The Tephritidae family, and particularly Bactrocera spp., rank highly in economic importance for the AUD$6.9 billion Australian horticultural industry. The major species in this group is Bactrocera tryoni, known as Queensland fruit fly (Qfly), which is the major pest of horticulture in eastern Australia. The Qfly is highly polyphagous and is also multivoltine, being able to exploit fruit and vegetables all year round. Increasing interstate trade and tourism, and therefore the movement of people and tourism will encourage the transport of commodities that are a fruit fly risk. This increases the long-distance dispersal, and thus the risk of incursion of Qfly into new areas. Qfly is native to Australia and was originally only found in tropical and subtropical rainforests of Queensland. It has now been found from Victoria to far north of Queensland and in New South Wales, but is absent from WA, where it is considered to be a high impact pest species. Qfly has hundreds of hosts, including most tropical and temperate commercial fruits and vegetables. Potential losses to the threatened horticultural industry have been estimated at AUD$100 million a year, most attributable to Qfly.
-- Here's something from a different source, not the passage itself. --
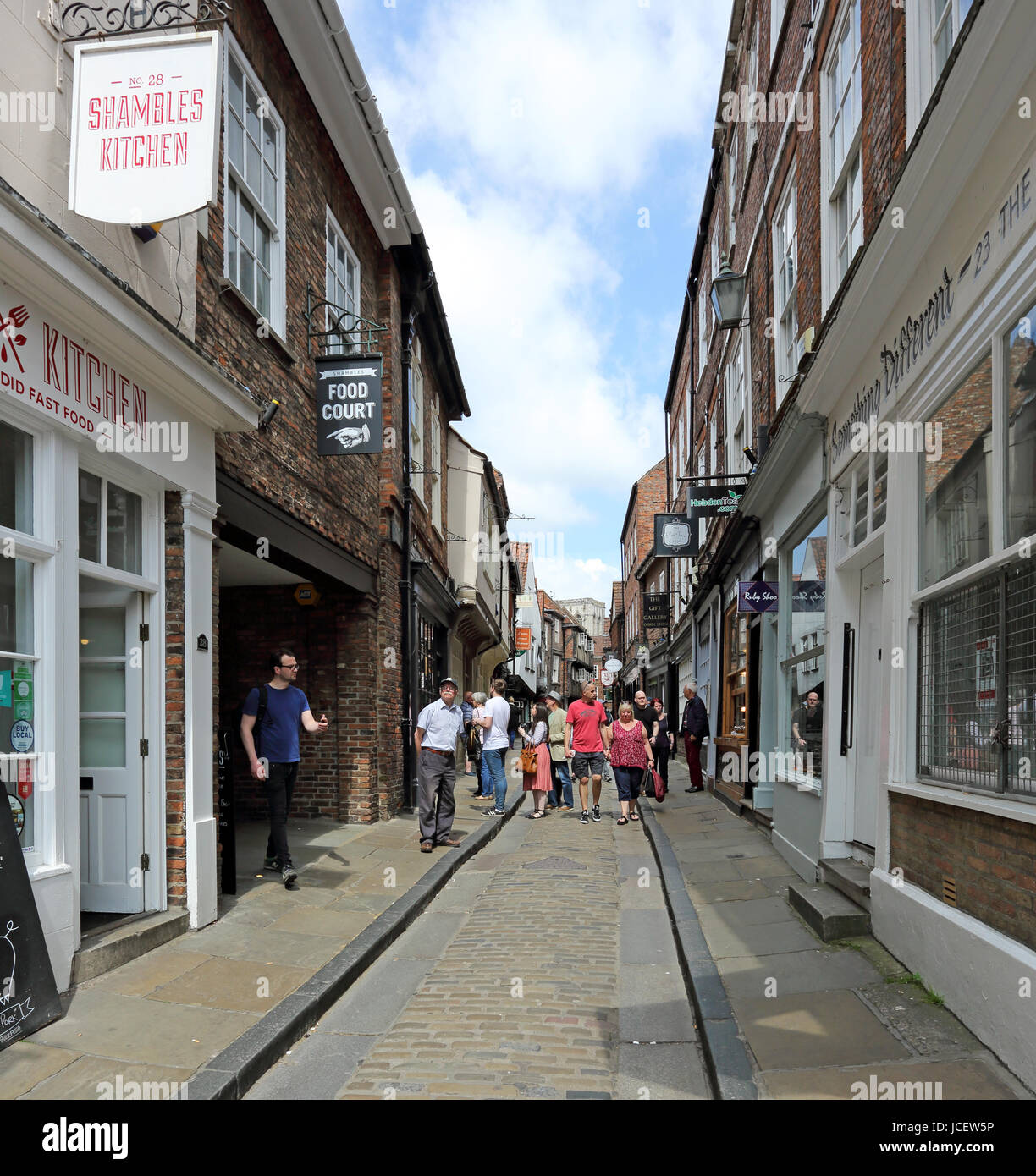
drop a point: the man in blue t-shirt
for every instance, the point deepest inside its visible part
(275, 759)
In 1989, WA had its first incursion of Qfly and it spread rapidly throughout the Perth area. Although Qfly was eradicated, the historical event provided excellent data to allow a model of spread to be developed. Fruit surveillance at the time indicated that Perth had plenty of suitable fruit hosts available for Qfly and that the potential geographic distribution of B. tryoni would not be limited by temperature and rainfall. The Qfly flight range varies and its dispersal distance is debatable. The adults of Qfly are strong fliers but, in reality, most dispersal is over short distances within habitats, nevertheless, they can disperse between habitats separated by distances up to at least 90 km. Host availability for Qfly is a factor in determining dispersal flights between habitats. Clearly there is a need for an elegant approach to estimate and predict the worst case scenario for spread following an incursion. Such an approach will allow managers to simulate and predict the spread of any Bactrocera spp.

In this simulation project, we are focusing on population growth, time, host quality, seasonality, means of spread and the speed of spread of Bactrocera spp. after it is detected in a new habitat. Through the development of a simulator, rapid response and the selection a management strategy for containment/eradication can be developed. This project is developing methods for designing optimal surveillance strategies that quantitatively account for these factors. The product is a computer simulation model that provides decision-makers with more timely information to make decisions. The model has applicability for all levels of government within Australia allowing a national approach to any incursion. This simulation model has the potential to analyse and map many features of an eradication program.